In the example below, some of the possibilities are provided.
```{r deGate}
load(list.files(pattern = 'sampleFCS_2', data_dir, full = TRUE))
thresholds <- deGate(obj = f2,channel = 9)
#Percentile default is .95, which can be changed
thresholds.prcnt <- deGate(f2,channel = 9,use.percentile=T,percentile=.3) 
thresholds.lo <- deGate(f2,channel = 9,use.upper=T,upper=F,alpha = .9)
thresholds.hi <- deGate(f2,channel = 9,use.upper=T,upper=T,alpha = .9)

plotDens(f2,c(9,12))
abline(v=c(thresholds,thresholds.prcnt,thresholds.lo,thresholds.hi),col=c(1,2,3,4))
```

## Gating using notSubFrame

Sometimes user would like to remove a population, and continue the gating sequence. This is possible using `notSubFrame`.

```{r nutsub}
cd19.gate <- deGate(f, channel = 8)
cd20.gate <- deGate(f,channel = 9)
cd20.neg <- notSubFrame(f, channels = c(8,9),position = c(F,F),gates=c(cd19.gate,cd20.gate))
plotDens(f,c(8,9),axes=T)
lines(cd20.neg@filter, type="l")

```

```{r plo4}
plotDens(cd20.neg,c(8,9),main="Not CD19-CD20-")
```

# Latest update features


Multiple arguments have been added to `deGate`, and `plotDens`, please check the man page for these functions. Some of these arguments are:

* `after.peak`: When `TRUE`, it returns a cutoff that is after the maximum peaks. 
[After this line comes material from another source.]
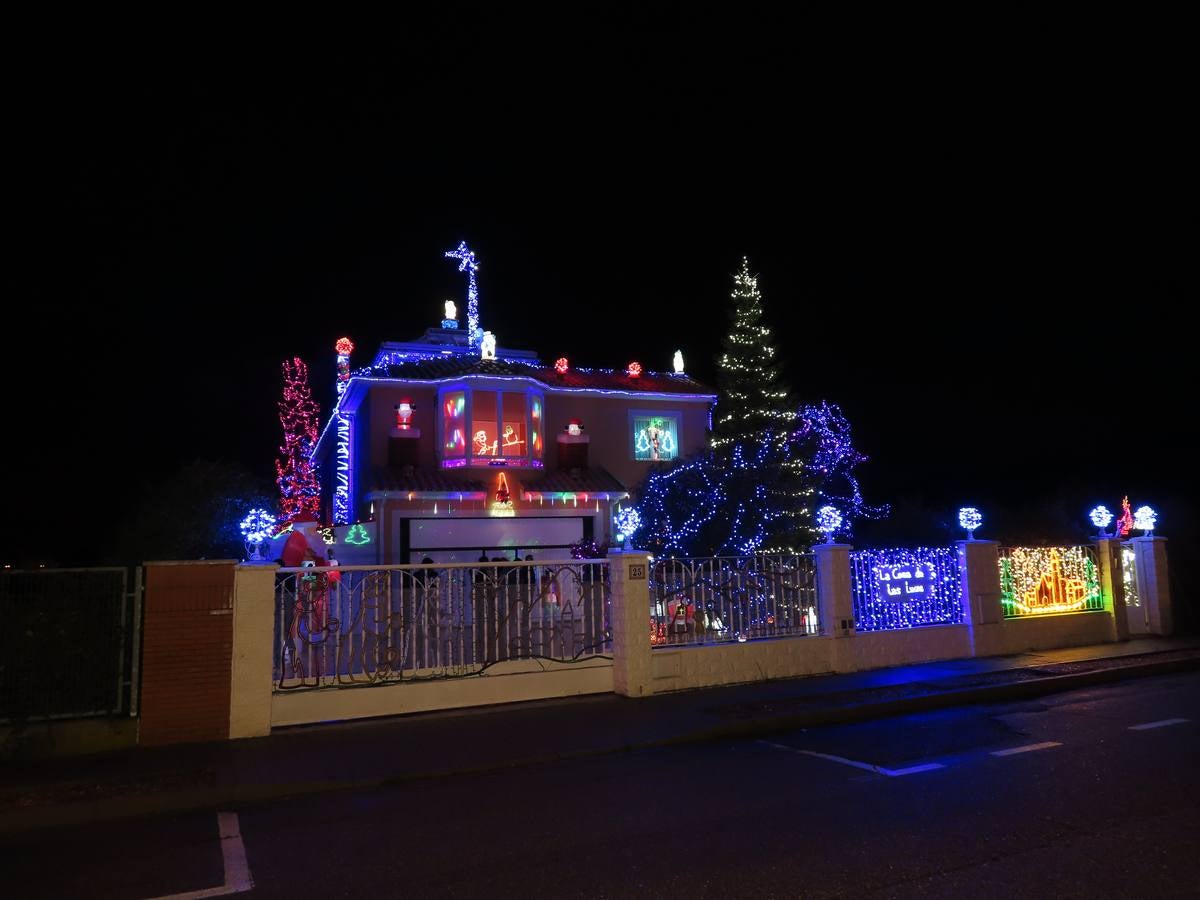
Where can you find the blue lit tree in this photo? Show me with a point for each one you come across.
(739, 498)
* `bimodal`: When `TRUE`, it returns a cutoff that is after the maximum peaks.

* `slope.w`: 	Sets window.width for tracking the slope, when there is only one peak.

* `count.lim`: Minimum limit for events count in order to calculate the threshold. Default is `20`.

* `density.overlay`: When c(`TRUE`,`TRUE`), it overlays density curves over the dot plot.

## Peak extraction

Function `getPeaks` returns all the peaks in a specified channel of `flowFrame`. It also takes a `vector` or `density` object as input.

```{r peaks}
load(list.files(pattern = 'sampleFCS_2', data_dir, full = TRUE))
getPeaks(f2,channel = 9)

``` 

You can specify the sensitivity of both `getPeaks` and `deGate` for small peaks, and twin peaks (peaks that are fairly close, and similar in height and their corresponding valleys). This can be done by `tinypeak.removal` and `twin.factor`. See `?deGate()` for more detail.

## Density overlay 

It is possible to overlay density curves over the bi-axial plot, using `plotDens` function.

```{r }
load(list.files(pattern = 'sampleFCS_2', data_dir, full = TRUE))

plotDens(f2, channels = c(9,12),density.overlay = c(T,T))

```

# Licensing
Under the Artistic License, you are free to use and redistribute this software.